Africa-Press – Mozambique. The Mozambican police on Monday denied that an armed attack in Memba district, in the northern province of Nampula, had anything to do with the islamist terrorism that has plagued parts of the neighbouring province of Cabo Delgado since 2017.

Last Friday a group of armed men, wearing hoods, attacked a village in the Lurio administrative post in Memba. It was claimed that the men had come from Cabo Delgado, crossing the Lurio river to enter Nampula. If true, this would mark the first time that terrorism had spilled over southwards from Cabo Delgado into Nampula.

In this raid, the attackers shot two people dead, and injured a third, breaking his arm. They burnt down several houses, and then crossed the river back into Cabo Delgado.

Cited in Tuesday’s issue of the independent newssheet “Carta de Moçambique”, the Nampula provincial police spokesperson, Zacarias Nacute, denied that this incident had been a terrorist attack. But he did not suggest alternative culprits and pledged that the police would investigate.

Meanwhile, in the Cabo Delgado district of Nangade, a terrorist group killed six men on Thursday in an attack against Malamba village, some six kilometres from the district capital, Nangade town. Four of the men were beheaded when the jihadists surprised them working on their cashew trees.

By the time members of the defence and security forces, and their allies from the SADC mission (SAMIM), arrived, the terrorists had left the area.

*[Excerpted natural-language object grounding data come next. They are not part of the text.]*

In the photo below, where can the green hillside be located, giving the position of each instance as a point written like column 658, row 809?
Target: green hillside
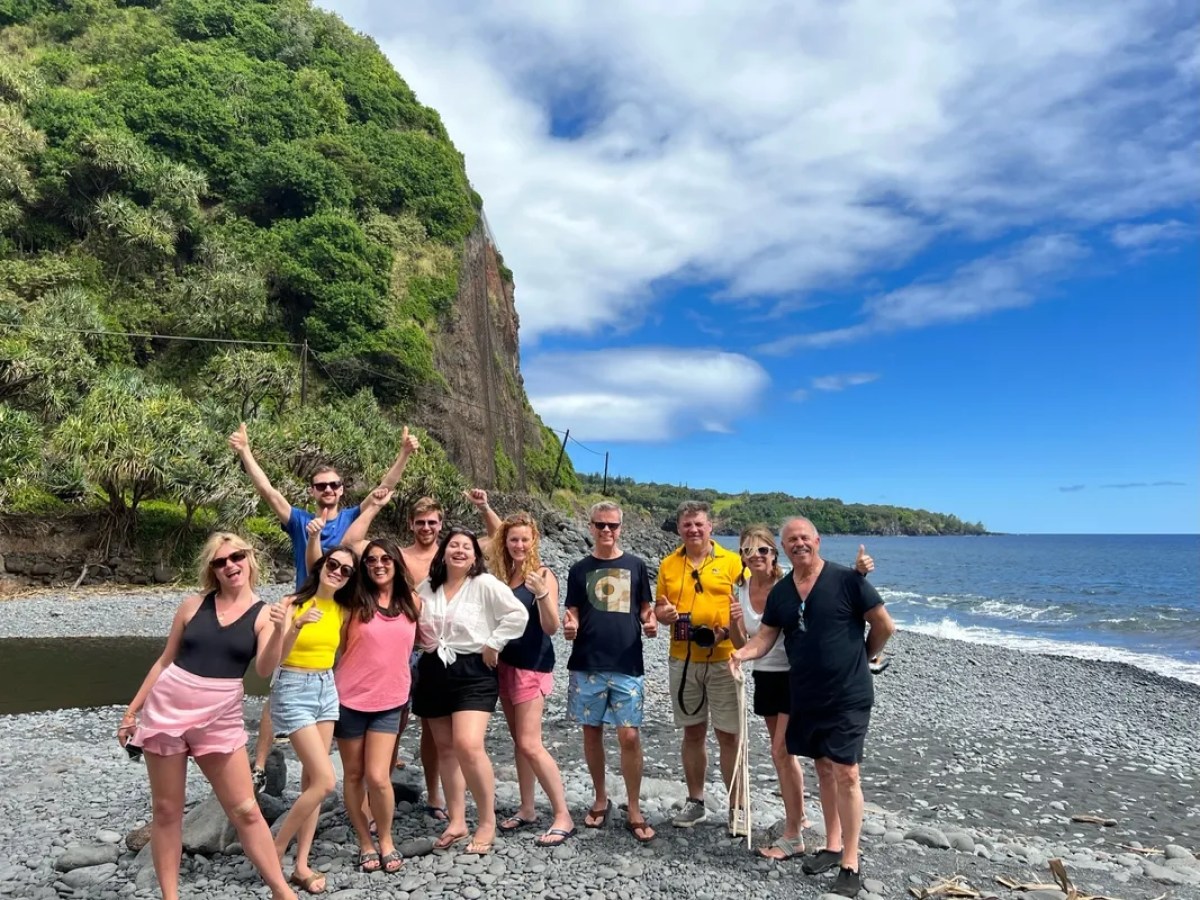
column 732, row 513
column 214, row 169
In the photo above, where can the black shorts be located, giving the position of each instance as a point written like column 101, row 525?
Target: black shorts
column 354, row 723
column 772, row 693
column 467, row 684
column 834, row 735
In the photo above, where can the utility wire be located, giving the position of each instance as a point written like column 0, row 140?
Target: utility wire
column 157, row 337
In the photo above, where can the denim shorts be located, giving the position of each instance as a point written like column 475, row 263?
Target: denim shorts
column 605, row 699
column 303, row 699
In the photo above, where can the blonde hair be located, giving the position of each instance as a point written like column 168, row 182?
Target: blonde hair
column 502, row 564
column 208, row 577
column 762, row 533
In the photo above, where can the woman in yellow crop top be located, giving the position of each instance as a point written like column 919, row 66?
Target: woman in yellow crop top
column 304, row 697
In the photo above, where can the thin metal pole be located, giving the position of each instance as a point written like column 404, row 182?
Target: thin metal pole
column 553, row 481
column 304, row 372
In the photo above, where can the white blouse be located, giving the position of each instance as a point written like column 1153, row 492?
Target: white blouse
column 485, row 612
column 775, row 659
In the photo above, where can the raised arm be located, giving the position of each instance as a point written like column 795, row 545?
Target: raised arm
column 240, row 444
column 478, row 498
column 408, row 445
column 357, row 534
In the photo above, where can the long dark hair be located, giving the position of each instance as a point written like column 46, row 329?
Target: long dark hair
column 438, row 567
column 347, row 597
column 401, row 591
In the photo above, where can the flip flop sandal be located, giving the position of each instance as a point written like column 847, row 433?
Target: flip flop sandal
column 555, row 838
column 789, row 849
column 306, row 882
column 637, row 828
column 603, row 814
column 515, row 823
column 480, row 849
column 449, row 840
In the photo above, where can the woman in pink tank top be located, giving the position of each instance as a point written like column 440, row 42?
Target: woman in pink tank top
column 373, row 682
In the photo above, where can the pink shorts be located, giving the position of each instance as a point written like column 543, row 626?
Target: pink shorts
column 187, row 713
column 520, row 685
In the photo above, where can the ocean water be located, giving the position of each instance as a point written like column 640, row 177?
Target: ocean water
column 1123, row 598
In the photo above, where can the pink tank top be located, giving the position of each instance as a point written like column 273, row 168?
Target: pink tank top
column 372, row 673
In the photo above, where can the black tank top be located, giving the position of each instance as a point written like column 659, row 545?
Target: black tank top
column 533, row 649
column 214, row 651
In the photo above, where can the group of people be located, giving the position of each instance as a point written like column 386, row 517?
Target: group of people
column 456, row 624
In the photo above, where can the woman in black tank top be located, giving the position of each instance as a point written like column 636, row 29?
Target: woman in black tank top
column 191, row 705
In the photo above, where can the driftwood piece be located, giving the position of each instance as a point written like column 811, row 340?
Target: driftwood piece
column 1095, row 820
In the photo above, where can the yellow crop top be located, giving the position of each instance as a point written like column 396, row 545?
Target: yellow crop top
column 317, row 642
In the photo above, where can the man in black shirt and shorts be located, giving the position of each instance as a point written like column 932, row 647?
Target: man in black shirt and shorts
column 609, row 609
column 822, row 610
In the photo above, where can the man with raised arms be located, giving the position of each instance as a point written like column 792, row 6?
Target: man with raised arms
column 607, row 611
column 823, row 611
column 327, row 490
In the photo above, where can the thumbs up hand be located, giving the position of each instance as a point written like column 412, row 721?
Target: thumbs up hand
column 863, row 562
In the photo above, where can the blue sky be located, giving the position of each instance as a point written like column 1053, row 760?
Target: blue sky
column 940, row 255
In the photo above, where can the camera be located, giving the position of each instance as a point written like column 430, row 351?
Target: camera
column 700, row 635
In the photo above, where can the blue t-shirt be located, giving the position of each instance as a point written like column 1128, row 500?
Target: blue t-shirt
column 330, row 535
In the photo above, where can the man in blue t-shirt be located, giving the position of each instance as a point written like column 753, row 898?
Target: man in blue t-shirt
column 609, row 609
column 327, row 490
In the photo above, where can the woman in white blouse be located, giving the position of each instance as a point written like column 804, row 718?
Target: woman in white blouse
column 467, row 617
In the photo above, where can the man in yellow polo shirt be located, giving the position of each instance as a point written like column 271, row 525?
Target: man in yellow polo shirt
column 696, row 591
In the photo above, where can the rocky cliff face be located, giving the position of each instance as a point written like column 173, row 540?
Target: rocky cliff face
column 483, row 409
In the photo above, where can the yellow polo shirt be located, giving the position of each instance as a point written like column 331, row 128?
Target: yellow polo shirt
column 708, row 606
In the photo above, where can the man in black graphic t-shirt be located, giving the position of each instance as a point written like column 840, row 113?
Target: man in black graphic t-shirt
column 609, row 609
column 822, row 610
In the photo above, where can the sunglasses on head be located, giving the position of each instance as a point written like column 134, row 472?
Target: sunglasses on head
column 235, row 557
column 346, row 569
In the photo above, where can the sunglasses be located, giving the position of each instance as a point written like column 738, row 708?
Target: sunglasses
column 235, row 557
column 346, row 569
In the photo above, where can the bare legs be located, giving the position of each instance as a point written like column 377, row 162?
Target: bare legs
column 630, row 741
column 317, row 781
column 534, row 762
column 229, row 777
column 366, row 781
column 841, row 804
column 465, row 766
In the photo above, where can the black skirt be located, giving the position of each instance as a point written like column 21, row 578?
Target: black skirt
column 466, row 684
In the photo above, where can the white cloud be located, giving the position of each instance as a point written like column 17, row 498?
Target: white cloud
column 840, row 383
column 1147, row 237
column 1002, row 281
column 645, row 394
column 778, row 149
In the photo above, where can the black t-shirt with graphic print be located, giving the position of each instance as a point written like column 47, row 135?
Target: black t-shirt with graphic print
column 609, row 595
column 828, row 655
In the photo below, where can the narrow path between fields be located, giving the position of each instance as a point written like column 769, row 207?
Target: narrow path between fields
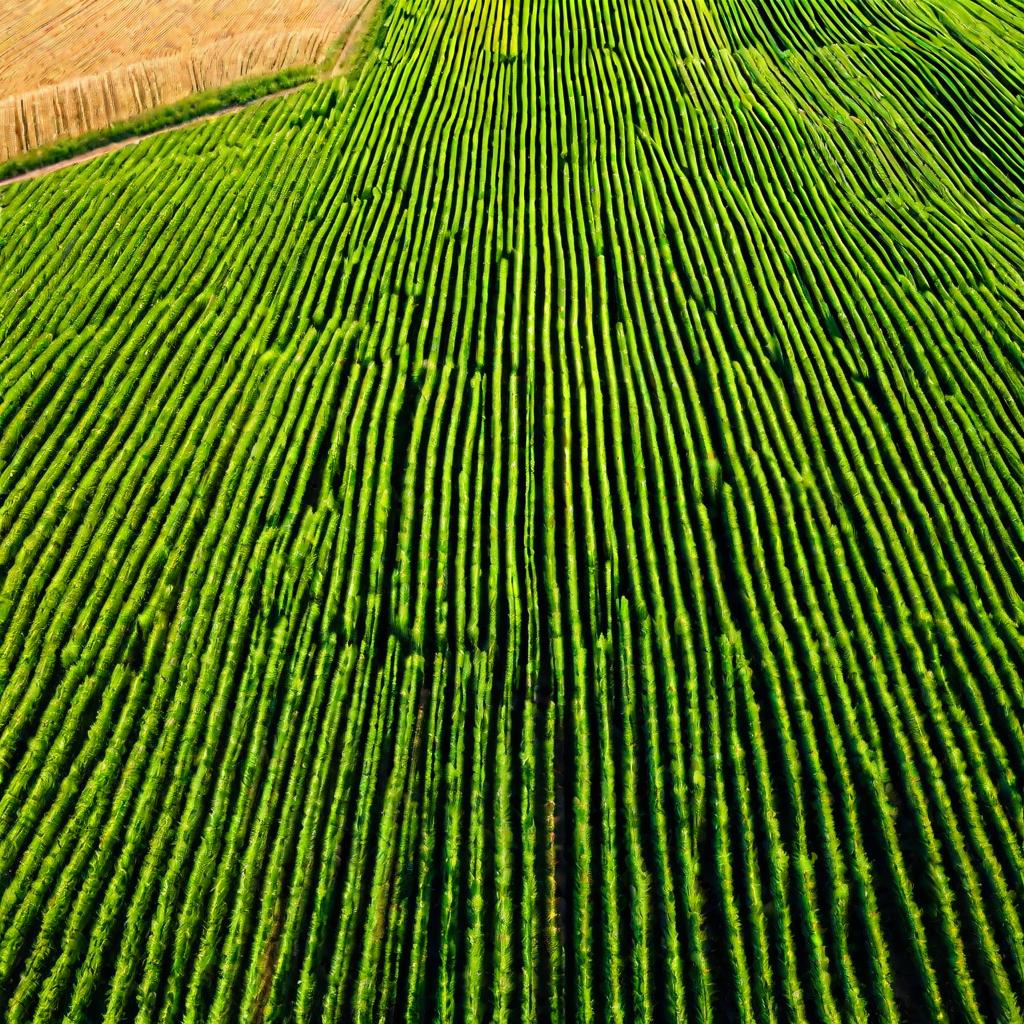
column 81, row 158
column 337, row 66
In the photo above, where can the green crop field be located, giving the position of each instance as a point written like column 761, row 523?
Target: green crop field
column 531, row 531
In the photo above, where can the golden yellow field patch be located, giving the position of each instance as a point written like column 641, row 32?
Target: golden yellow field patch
column 68, row 67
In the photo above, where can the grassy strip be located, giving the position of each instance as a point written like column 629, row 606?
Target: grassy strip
column 196, row 105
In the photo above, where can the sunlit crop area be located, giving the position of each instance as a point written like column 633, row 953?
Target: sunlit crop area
column 529, row 531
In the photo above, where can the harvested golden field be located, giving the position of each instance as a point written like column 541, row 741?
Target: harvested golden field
column 68, row 67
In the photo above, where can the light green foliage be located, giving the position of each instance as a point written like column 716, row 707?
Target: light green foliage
column 532, row 532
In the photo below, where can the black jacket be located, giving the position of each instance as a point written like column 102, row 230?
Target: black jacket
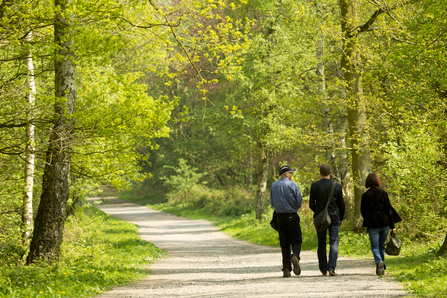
column 376, row 209
column 319, row 193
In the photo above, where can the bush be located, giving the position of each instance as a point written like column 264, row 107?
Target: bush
column 234, row 202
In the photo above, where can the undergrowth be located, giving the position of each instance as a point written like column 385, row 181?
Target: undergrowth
column 98, row 252
column 418, row 269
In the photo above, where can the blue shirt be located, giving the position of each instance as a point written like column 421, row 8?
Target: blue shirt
column 285, row 196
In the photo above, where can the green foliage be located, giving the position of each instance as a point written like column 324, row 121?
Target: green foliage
column 98, row 252
column 185, row 178
column 417, row 181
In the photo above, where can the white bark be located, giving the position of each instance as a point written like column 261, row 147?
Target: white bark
column 27, row 212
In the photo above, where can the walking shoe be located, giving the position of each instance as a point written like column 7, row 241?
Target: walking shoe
column 380, row 268
column 296, row 265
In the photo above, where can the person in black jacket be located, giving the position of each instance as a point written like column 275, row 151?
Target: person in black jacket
column 319, row 194
column 377, row 218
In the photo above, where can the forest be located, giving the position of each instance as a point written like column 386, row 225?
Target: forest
column 213, row 96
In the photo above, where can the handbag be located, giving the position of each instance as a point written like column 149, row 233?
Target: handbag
column 393, row 246
column 396, row 216
column 322, row 220
column 273, row 221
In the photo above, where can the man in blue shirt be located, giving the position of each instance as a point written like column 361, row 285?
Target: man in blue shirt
column 286, row 199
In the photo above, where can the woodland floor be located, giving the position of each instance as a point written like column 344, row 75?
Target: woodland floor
column 204, row 262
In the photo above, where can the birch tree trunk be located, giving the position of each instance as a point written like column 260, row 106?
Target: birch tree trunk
column 263, row 170
column 357, row 121
column 51, row 215
column 27, row 211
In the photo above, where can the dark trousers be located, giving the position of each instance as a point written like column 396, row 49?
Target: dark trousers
column 289, row 230
column 333, row 248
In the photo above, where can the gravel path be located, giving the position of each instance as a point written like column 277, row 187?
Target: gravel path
column 204, row 262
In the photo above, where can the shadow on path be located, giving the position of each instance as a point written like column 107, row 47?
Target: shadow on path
column 204, row 262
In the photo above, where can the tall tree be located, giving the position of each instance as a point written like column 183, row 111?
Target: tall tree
column 51, row 214
column 27, row 212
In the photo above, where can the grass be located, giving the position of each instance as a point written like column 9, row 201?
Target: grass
column 420, row 272
column 98, row 252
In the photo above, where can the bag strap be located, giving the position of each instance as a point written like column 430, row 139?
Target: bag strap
column 330, row 196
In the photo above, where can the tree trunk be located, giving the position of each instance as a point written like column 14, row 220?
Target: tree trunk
column 51, row 215
column 443, row 250
column 263, row 170
column 351, row 66
column 27, row 211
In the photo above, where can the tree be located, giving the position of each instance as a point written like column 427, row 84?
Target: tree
column 51, row 215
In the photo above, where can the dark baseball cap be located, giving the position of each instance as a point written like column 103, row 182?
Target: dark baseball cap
column 285, row 169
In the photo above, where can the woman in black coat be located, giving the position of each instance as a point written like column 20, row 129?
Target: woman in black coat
column 378, row 218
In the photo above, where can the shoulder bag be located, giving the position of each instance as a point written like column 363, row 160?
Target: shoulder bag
column 393, row 246
column 322, row 220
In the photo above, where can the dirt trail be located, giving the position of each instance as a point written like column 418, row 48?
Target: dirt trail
column 204, row 262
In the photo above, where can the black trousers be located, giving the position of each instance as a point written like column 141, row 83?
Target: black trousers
column 290, row 235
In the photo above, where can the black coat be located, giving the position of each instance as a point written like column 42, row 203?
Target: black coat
column 319, row 193
column 376, row 209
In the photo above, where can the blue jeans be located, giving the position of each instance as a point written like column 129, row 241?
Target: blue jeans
column 377, row 237
column 333, row 248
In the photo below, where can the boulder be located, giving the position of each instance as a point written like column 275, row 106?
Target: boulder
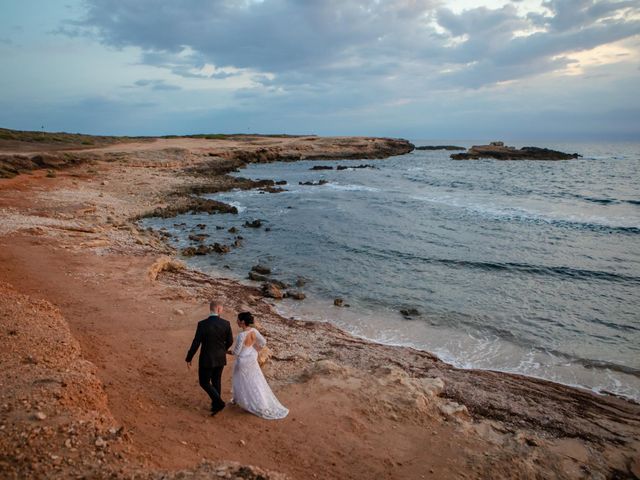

On Friday, a group of terrorists halted traffic on the road between Nangade and the neighbouring district of Mueda for about three hours, and kidnapped a number of peasants, mostly women, who had been working in their nearby fields. This attack took place shortly after President Filipe Nyusi had left Nangade town, where he had visited the SAMIM contingent stationed in that part of Cabo Delgado.

The situation in Ancuabe district, however, has improved enough for the Australian mining company, Syrah Resources, to end its ban on the movement of its staff along the main road from Balama to the provincial capital, Pemba. The ban was imposed after a terrorist attack near a graphite mine in Ancuabe left two people dead.

Syrah managers told the company’s shareholders that the ban had been lifted after a new assessment of the security situation. The company said it remains in close contact with the Mozambican authorities to guarantee the security of its staff and its contractors.